The login.conf I have is the default which comes with 13.0-RELEASE. I added the 'biba' class you see in the `Code:` box beneath the 'default' class. The line `:tc=default:` forwards the 'biba' class to the 'default' class.



skeleton616 said:


> And how do you set the login class 'biba' to the user 'test'?


Besides what SirDice suggested, which is the most convenient form, alternatively chsh(1) <username> executed as root can be used and the 'Class:' field edited or vipw(8) and the class set in the fifth field (see passwd(5)).

After cap_mkdb(1) and the 'biba' class set for the user, to take effect of the login class, the user if logged in needs to log out and log in again.
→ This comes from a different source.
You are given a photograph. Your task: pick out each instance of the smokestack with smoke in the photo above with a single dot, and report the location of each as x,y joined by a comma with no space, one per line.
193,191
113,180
For why it's not working for you I suspect a typo in your login.conf, a missing backslash or double point.


----------



## skeleton616 (Jun 29, 2021)

Alright thanks I got it working now. So if I wanted to change the label for the default would I just add the label to the default section? I was thinking about just having the root user have a label of biba/high(high-high) and then the biba/myuser have a label of biba/low(low-high).


----------



## T-Daemon (Jun 29, 2021)

skeleton616 said:


> So if I wanted to change the label for the default would I just add the label to the default section?


Yes, that's all it takes.


----------



## skeleton616 (Jun 30, 2021)

Thanks for the help.


----------